Wer bei seinem Fernseher die Kanäle jenseits der 30 nicht aufruft, dürfte Thomas G. Hornauer bislang nur als Nachfolgeprogramm des Kinderkanals gesehen haben. Oder aber man hat die Rückseite einer Porno-Verpackung gelesen und seinen Namen als Produzent aufgeschnappt. Vielleicht hat man ihn aber auch in dem Porno selbst gesehen. Wie auch immer: Hornauer hat von der Erotik-Hotline bis hin zum telemedialen Berater schon so einiges gemacht und ist das, was man früher gut und gerne als Scharlatan bezeichnet hätte.
Seit neuestem ist Hornauer auch bei Twitter aktiv. Selbstverständlich schafft er es auch hier, seinen schwäbischen Dialekt geltend zu machen. Sein nächstes Ziel: Sein telemediales Königreich in Thailand aufzubauen. Auch den ‘Thailändischen Arschlöchern’ wird es schwer fallen, ihn davon abzuhalten – schließlich scheint es tatsächlich Fernsehzuschauer zu geben, die zu Zeiten von ‘Kanal Telemedial’ Verträge für kompetente Beratung abschlossen.
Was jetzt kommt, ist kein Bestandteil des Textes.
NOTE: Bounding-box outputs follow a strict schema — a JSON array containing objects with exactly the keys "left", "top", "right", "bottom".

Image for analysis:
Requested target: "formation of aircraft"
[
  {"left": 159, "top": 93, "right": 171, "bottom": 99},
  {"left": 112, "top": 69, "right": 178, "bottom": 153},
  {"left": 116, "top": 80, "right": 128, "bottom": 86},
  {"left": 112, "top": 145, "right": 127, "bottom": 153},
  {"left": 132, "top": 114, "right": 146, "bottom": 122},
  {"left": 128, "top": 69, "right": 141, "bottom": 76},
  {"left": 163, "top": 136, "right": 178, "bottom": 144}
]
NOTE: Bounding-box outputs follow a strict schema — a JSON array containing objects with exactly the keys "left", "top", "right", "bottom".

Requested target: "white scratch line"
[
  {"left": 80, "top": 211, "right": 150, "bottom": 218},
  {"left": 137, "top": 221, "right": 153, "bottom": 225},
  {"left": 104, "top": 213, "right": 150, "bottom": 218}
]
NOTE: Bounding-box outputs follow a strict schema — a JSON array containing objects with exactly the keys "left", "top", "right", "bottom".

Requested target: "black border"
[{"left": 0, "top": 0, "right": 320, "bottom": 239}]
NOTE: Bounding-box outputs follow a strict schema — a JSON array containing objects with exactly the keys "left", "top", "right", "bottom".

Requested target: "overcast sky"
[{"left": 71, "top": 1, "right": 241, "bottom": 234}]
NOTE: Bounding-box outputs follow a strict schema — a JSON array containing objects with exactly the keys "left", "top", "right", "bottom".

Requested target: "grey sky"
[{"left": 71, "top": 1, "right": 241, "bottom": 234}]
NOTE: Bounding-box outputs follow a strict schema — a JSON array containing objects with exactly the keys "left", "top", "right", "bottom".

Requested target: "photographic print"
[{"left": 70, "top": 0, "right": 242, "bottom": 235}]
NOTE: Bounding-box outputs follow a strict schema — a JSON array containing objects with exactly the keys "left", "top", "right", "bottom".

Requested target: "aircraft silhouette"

Das Prinzip hinter all seinen Angeboten ist stets das gleiche: Der “Kunde” soll Hornauer regelmäßig Geld, sogenannte Impulsausgleiche, überweisen. Dafür darf er die “telemediale” Lebensschule Hornauers nutzen – Hornauer vergleicht das ganze mit dem Kauf einer Bild-Zeitung. Der Haken an der Sache ist ledeglich der Nutzen für den Zahlenden, aber das stört Hornauer nicht, solange er davon gut leben kann.
Es ist äußerst fragwürdig, ob Hornauer übers Internet Erfolg haben wird. Kritiker gibt es genügende, im Fernsehen konnte er die Telefonverbindung unterbrechen, im Web gibt es aber Blogs und Plattformen, auf die er keinen Einfluss hat. Auch sein entstehendes Königreich wird Hornauer das Leben kaum leichter machen.
Zu hoffen bleibt, dass die, die so verzweifelt sind, Hornauer Geld zu überweisen, einen besseren Weg finden. Auch im Technologiezeitalter.